And now for the visceral: Did the journalists do anything unethical? The Philippine Journalist’s Code of Ethics clearly states that a journalist “shall conduct (himself or herself) in public or while performing (his or her) duties as a journalist in such a manner as to maintain the dignity of (the) profession. When in doubt, decency should be (his or her) watch word.”
Under normal circumstances, I would be the first to criticize the journalists for being “undignified.” They should, after all, objectively report events and maintain independence from their sources. In other words, being part of the news is simply unacceptable. That they staged a symbolic protest at the DOJ last December 18 makes them part of the news already.
But the situation in the Philippines and in some parts of the globe are far from being “normal.”
When Iraqi reporter Muntazar Al-Zaidi threw his shoes at President George W. Bush at a December 2008 press conference in Baghdad to protest the US-led war in Iraq, international press freedom organizations like Reporters Without Borders (RSF) and the International Federation of Journalists (IFJ) said that they “did not agree with…Al-Zaidi’s method of protest but the journalist should be released for humanitarian reasons.”

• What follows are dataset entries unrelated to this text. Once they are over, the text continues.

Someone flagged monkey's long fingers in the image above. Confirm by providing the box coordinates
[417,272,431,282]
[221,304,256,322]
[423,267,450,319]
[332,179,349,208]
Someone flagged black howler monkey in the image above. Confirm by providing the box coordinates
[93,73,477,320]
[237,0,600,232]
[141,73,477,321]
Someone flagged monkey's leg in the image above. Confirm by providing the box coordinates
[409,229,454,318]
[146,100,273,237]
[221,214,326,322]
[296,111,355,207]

The IFJ put in context Al-Zaidi’s action: It reflects “deep anger at the treatment of Iraqi civilians during US occupation over the past four years of which journalists have been major victims…It is no coincidence that the protest comes only days after the United States refused to release a detained journalist, despite an Iraqi court order that he should be set free. When the US appears to defy the rule of law in Iraq, it is no surprise that journalists will look to other ways to make their protest over injustice…This journalist was expressing his own deeply-felt views and we cannot condone his actions…but after years of intimidation, mistreatment and unsolved killings at the hands of US soldiers, it is no surprise that there is anger and resentment among journalists.”

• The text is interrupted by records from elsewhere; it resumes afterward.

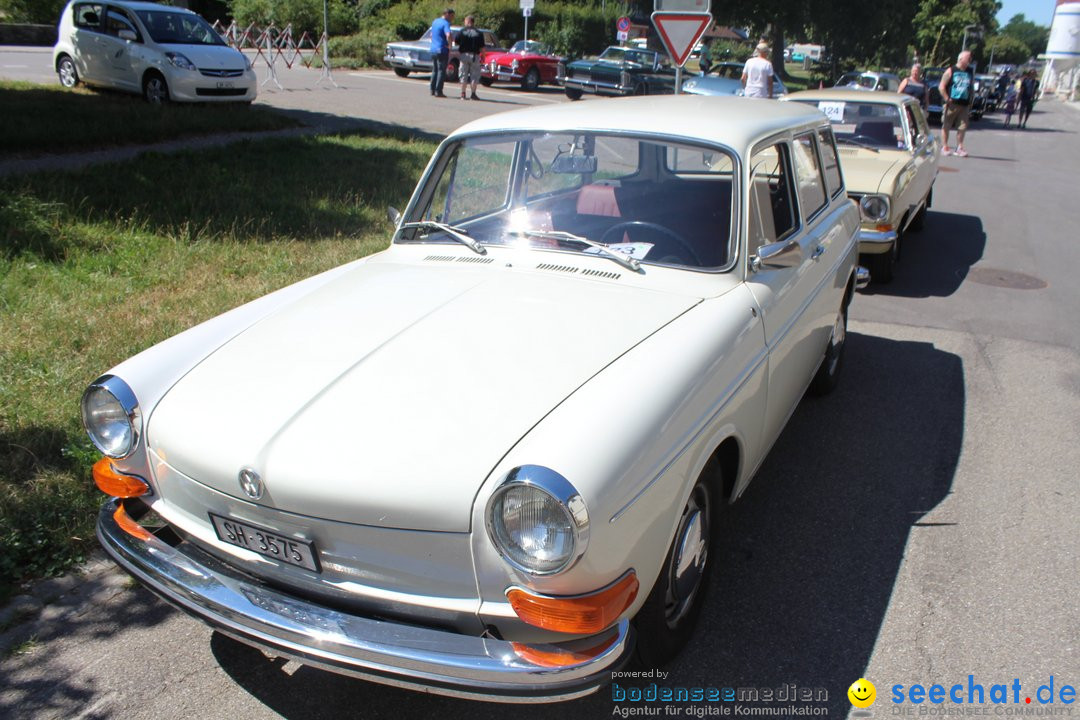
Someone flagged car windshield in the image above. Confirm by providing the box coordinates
[708,63,743,80]
[396,132,738,269]
[137,10,226,45]
[600,45,654,66]
[799,100,906,150]
[510,40,551,55]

In the case of the Philippines, the unabated killings of journalists since 1986 and attempts by the government to muzzle the press have unwittingly forced media organizations to become directly involved and to take the government to task for its perceived shortcomings.
Concerned journalists have taken it upon themselves in the past years to seek redress of grievances through legal means like the courts. When the country was put in a state of national emergency in February 2006, selected media organizations filed a suit against the police and other government officials. They had no choice but to become part of the news they cover. In an Eye on Ethics article I wrote in September 2008, I also mentioned that journalists filed two cases in January 2008 – one with the Makati Regional Trial Court (RTC) where I was a signatory, the other with the Supreme Court (SC) – “against the government for the arrest of more than 50 journalists who were covering the siege at the Manila Peninsula in November 2007.”

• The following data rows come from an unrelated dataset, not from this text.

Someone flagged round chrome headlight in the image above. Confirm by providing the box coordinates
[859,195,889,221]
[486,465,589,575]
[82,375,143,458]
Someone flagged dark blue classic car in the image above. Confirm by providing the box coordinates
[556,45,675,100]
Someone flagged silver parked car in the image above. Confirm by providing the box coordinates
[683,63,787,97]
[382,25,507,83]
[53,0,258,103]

The Ampatuan massacre, not surprisingly, also prompted the “messengers of news” to also deliver the message themselves through various protest actions nationwide. The message is very clear: Journalists, just like other concerned sectors of society, want to end the culture of impunity that gives rise to the senseless killings.
These are therefore very tumultuous times in the Philippines where journalists are forced to go beyond their basic duty of delivering the news. They are, after all, already part of the statistics of human rights violations and, unless they want the atrocities to continue, silence can never be an option. As they try to shape public opinion, they should not only publish or air relevant news but to also fight those who remain hostile to press freedom.
The symbolic protest at the DOJ last December 18 should therefore be seen in this context. Journalists should not be faulted for sending a strong message that they will continue to seek justice for their slain colleagues.